This was based on a prompt about people with the ability to change the dreams of others. I tried to take it in a direction that wasn't intended.

The Wall Was Still Only Half Covered

She was sitting at a small table in the tiny kitchen, hunched forward just slightly to try not to acknowledge the claustrophobic closeness of the walls. Crying, steady and insistent, drifted in from the other room. She was sitting there and staring blankly down at her hands. She was being crushed and smothered and she was utterly alone, and she was sitting there trying with all her heart to not think and make it bearable, one slow second at a time.

He stepped into the room like a ghost.

The kitchen was at once spartan and cluttered. Everything was in its place, and there was little enough at all, but even the bare fundamentals threatened to overflow from their tightly packed locations at any second and come crashing down around her, the stacked pans trembling where they were crammed into a corner of the counter, the metal strainer balanced on the edge of a thin nail. No one thing stood out. The whole of the kitchen was covered in a sort of gray wash, one thing blurring into another, that reminded him of the drawn backgrounds in old children's cartoons, or the painted-on detailing of a dollhouse. It was simply the kitchen in her mind, nothing standing out, at least not right now.

He looked over the kitchen.
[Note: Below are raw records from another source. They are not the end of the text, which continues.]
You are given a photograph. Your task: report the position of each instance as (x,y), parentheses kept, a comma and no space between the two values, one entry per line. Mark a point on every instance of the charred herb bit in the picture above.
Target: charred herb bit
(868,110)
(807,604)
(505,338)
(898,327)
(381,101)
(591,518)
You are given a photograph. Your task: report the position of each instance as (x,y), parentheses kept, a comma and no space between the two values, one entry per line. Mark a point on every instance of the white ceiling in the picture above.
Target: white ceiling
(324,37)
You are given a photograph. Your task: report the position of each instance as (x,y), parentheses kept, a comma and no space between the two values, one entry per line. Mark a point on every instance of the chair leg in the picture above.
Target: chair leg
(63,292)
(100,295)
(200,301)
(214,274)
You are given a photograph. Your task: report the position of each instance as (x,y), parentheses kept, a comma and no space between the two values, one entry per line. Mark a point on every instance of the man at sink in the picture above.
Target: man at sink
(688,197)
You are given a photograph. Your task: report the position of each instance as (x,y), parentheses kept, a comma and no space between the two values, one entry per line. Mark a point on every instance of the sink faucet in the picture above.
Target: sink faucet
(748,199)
There was little danger there. The stove was electric, not gas, the pans thin aluminum, the plates made of a hard, ugly glass that was virtually shatterproof. But there was a single large knife out, angled downward in a wooden holder. He moved over to it, a single step enough to cross the tiny room, and reached out to move it.

She looked to it as he started to shift it, and he stopped, stepping back. The knife had moved out of the background. It wasn't prominent or emphasized, but she had become aware of its presence. She was in the kitchen, and there were things in the kitchen, and one of those things was a knife in a wooden holder sitting on the corner of the counter.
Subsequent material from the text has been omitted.